Tax Collectors?

The Dragoon

Chieftain
Joined
Aug 30, 2006
Messages
17
I've really tried to figure out how to use the tax collectors that the game mentions when you are running low on funds. How do I employ tax collectors, I really want to know.:confused:
 
- Open one of your cities.
- In the little map of the city radius, click on one of the squares that is being "worked" (preferably the square that gives the least amount of food/trade/shields). You'll notice one of the citizens turns into an Elvis.
- Click on the Elvis to turn it into a tax collector, click on the tax collector to turn it into a scientist, click on the scientist again to turn it back into an entertainer.

If you want to put your specialist back to work, click on a square in the city screen that isn't being worked on. If all your citizens are at work, you can also click on an empty square to make Civ2 pick the most productive squares for you.
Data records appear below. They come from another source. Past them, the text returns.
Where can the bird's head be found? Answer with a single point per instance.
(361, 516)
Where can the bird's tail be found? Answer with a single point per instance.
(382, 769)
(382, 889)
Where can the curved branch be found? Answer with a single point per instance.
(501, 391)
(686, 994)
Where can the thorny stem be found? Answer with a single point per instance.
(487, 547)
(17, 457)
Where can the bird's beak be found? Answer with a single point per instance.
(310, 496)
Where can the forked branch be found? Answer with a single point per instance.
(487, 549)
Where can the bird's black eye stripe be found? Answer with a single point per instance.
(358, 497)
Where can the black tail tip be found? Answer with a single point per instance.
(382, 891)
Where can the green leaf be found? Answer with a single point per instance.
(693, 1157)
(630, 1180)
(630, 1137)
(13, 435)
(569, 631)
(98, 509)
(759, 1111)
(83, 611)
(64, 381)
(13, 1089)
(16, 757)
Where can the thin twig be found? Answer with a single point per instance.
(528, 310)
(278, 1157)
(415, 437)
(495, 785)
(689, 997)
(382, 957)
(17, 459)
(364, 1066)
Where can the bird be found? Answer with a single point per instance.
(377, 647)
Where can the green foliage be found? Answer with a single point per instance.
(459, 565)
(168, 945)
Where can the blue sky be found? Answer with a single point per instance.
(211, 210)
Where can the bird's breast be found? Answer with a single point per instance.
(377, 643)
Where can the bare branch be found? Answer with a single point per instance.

I don't think you should ever really need any tax collectors, though. They're usually a sign you're not managing your empire very well.
 
I don't think you should ever really need any tax collectors, though. They're usually a sign you're not managing your empire very well.
One of several game situations I use them is when playing a non-PD game and staying in Monarchy for a long time. You can often use 2 tax collectors in a city, to control happiness (if you have the available food), instead of one entertainer.
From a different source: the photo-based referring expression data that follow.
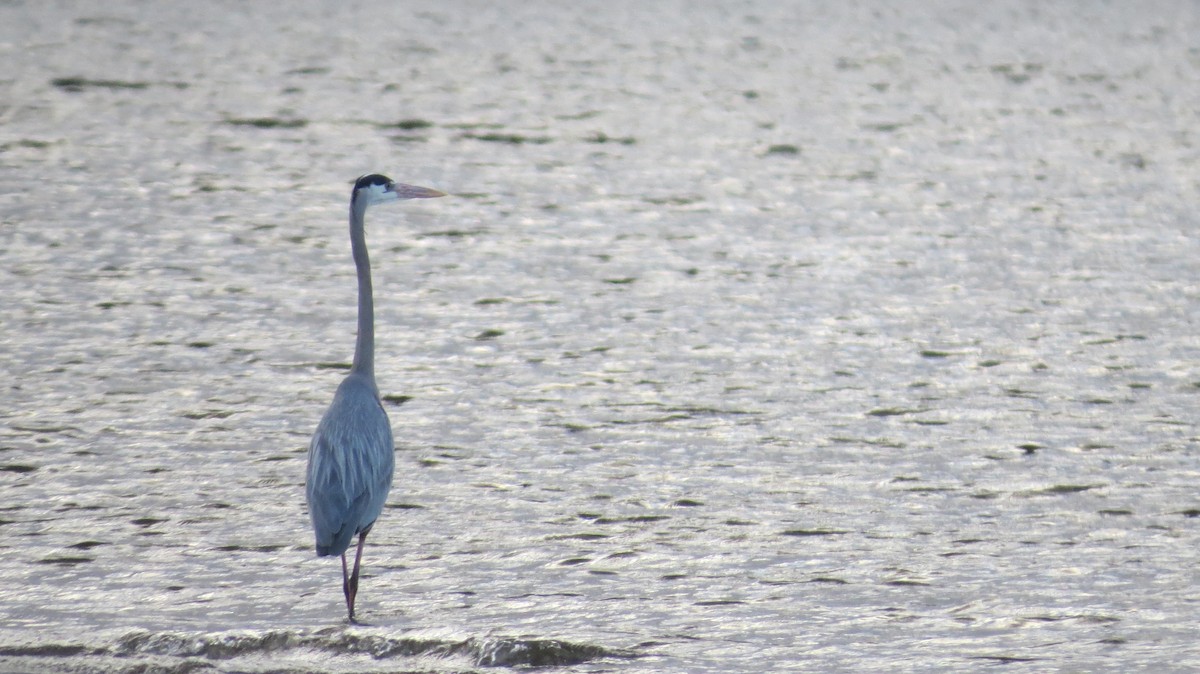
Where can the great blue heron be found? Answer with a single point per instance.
(351, 458)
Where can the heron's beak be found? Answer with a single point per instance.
(414, 192)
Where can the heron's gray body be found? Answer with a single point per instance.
(351, 465)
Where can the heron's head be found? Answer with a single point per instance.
(375, 188)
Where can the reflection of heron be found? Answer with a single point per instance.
(351, 457)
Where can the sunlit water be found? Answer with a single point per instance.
(756, 336)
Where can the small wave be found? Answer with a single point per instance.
(499, 651)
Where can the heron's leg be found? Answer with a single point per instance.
(353, 585)
(346, 589)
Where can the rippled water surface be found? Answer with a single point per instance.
(755, 336)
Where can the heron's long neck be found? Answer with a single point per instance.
(364, 348)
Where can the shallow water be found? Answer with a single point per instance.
(755, 336)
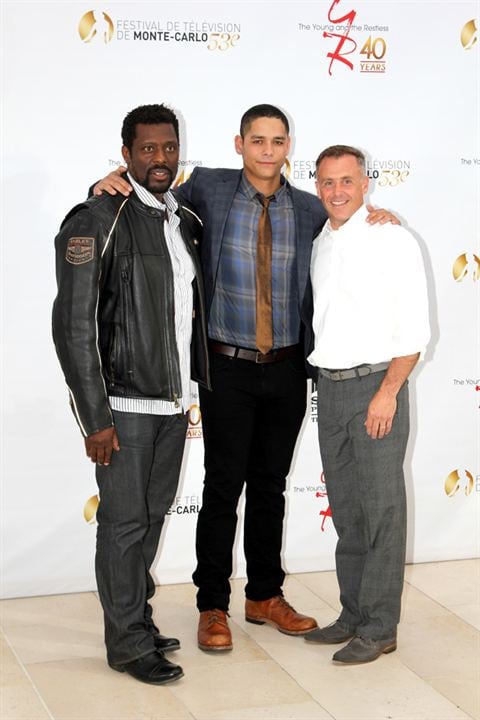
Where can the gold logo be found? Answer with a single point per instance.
(469, 35)
(194, 430)
(466, 264)
(90, 509)
(95, 24)
(183, 177)
(288, 169)
(459, 479)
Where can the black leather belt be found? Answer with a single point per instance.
(253, 355)
(348, 374)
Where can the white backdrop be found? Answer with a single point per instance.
(398, 79)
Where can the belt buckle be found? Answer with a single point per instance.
(261, 359)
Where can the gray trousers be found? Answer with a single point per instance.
(136, 491)
(366, 491)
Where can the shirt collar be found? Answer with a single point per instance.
(150, 200)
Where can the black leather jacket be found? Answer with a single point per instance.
(113, 317)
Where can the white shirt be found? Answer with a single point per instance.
(369, 294)
(183, 275)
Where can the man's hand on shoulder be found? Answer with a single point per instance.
(114, 183)
(100, 445)
(381, 216)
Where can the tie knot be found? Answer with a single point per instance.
(264, 199)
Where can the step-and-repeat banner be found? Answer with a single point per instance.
(399, 80)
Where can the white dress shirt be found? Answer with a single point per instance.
(369, 294)
(183, 275)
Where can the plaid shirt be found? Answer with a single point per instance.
(232, 315)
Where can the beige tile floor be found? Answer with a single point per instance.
(53, 667)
In PD games, all my non-terrain working city citizens are taxmen by default; I use them as scientists as necessary, in an rare cases, as entertainers to control happiness. In growth phase of PD, I normally prefer that taxman to be popped off the city as an Engineer, doing terrain improvement (e.g., roads, RRs, irrigation, etc.). This gives an equivilent cost of 1 shield+3*(1+1.5)gold (if you have M,B,SE)+2food, per engineer per day. With Freight, that cost is easily worth it, and hence if the city has the food, the taxmen are often few. So you can use taxmen as an indicator of rough form of empire management state, but as a metric, it depends on the strategy being exercised.
 
3 is the number of gold coins (or beakers) you get from a taxman (or scientist) in a city with no infrastructure.
The 1.5 is the accumulative effect of Marketplace, Bank, and Stock Exchange (.5 each).
 
He is refering to the fact that if you build a settler/engineer and have any specialists (taxmen, scientist, entertainer) you lose one of them rather than one of the citizens who are working on a tile.
 
Yes, the computer uses the citizen on the far right of the row of citizens to become the new settler/engineer.